Indeed, he has every right to feel proud because his daughter provides leadership to an organization of almost 500 members that has a 20 year history of working together to meet the needs of communities throughout Washington State. Over the years, WWF has awarded over $17 million in grants. I learned that their grant committee has 60 members who, every year, read over 300 LOI’s, review 15 proposals, and complete 15 site visits. I’m a little tired just thinking about it.
As the Grant Award Ceremony started, I realized BEST was going to be announced last. “Oh well,” I thought. “It might be fun to hear about some other nonprofits in the area.” Enlightening would have been a better word. The missions and the leaders of the winning organizations were outstanding. Seattle Globalist is now in my newsfeed—how had I never heard of them before? Shameful. I was tempted to quit my job to go teach for Tiny Trees who run outdoor preschools for low-income families and communities of color. I had some idea the waste and harm to our environment that is the textile industry but it became even clearer as ReUse Works explained what they do. FEEST upset me only slightly—but that’s just because they stole an idea for an NGO that I wanted to create someday. FEEST teaches youth about healthy eating and helps communities living in “food deserts” gain access to healthy foods. I was proud and thankful that even during a difficult year nationally, so much good is happening here in Washington.
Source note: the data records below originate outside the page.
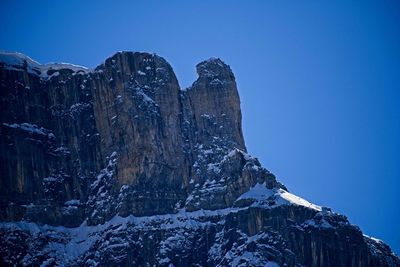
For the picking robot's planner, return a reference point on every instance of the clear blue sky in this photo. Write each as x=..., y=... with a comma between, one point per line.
x=319, y=81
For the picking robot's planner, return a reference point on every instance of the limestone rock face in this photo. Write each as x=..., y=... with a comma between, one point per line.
x=142, y=173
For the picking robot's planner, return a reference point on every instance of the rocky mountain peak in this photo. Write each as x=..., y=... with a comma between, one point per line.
x=142, y=173
x=214, y=68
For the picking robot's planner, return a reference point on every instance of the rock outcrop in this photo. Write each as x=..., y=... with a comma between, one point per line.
x=119, y=166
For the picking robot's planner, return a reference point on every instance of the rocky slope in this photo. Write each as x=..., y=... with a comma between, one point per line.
x=117, y=166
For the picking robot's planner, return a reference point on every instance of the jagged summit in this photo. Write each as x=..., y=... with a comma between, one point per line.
x=117, y=166
x=214, y=68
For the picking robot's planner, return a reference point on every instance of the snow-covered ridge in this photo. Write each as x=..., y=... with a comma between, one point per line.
x=260, y=193
x=18, y=61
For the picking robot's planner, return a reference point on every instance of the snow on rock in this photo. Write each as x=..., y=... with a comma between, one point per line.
x=18, y=61
x=261, y=194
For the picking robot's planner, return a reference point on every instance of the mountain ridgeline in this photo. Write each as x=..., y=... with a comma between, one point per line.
x=118, y=166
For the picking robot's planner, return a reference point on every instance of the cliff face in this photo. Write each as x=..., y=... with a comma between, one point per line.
x=144, y=173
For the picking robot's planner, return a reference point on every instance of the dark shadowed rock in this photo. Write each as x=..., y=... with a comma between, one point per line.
x=117, y=166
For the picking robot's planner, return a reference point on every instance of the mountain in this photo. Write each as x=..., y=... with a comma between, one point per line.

Finally, Katherine DeForest-Evans, co-chair of the Human Services Grant Committee, came to the stage. From her I learned that BEST was just one organization out of 85 that had submitted an LOI for this grant. Our category was then narrowed to five organizations, all who do so much to make Washington State stronger and better. La Casa Hogar helps develop leadership skills among Latina women in the Yakima Valley. Room One provides childcare and integrates it with wrap-around services to help families become financially stable in the Methow Valley. Sound Outreach helps build wealth among Pierce County’s residents by providing low risk financial products to people who may not otherwise qualify for banking services. Washington State Coalition Against Domestic Violence targets survivors of abuse in our Native population to provide wrap-around services for well-being, as well as working to influence national policy.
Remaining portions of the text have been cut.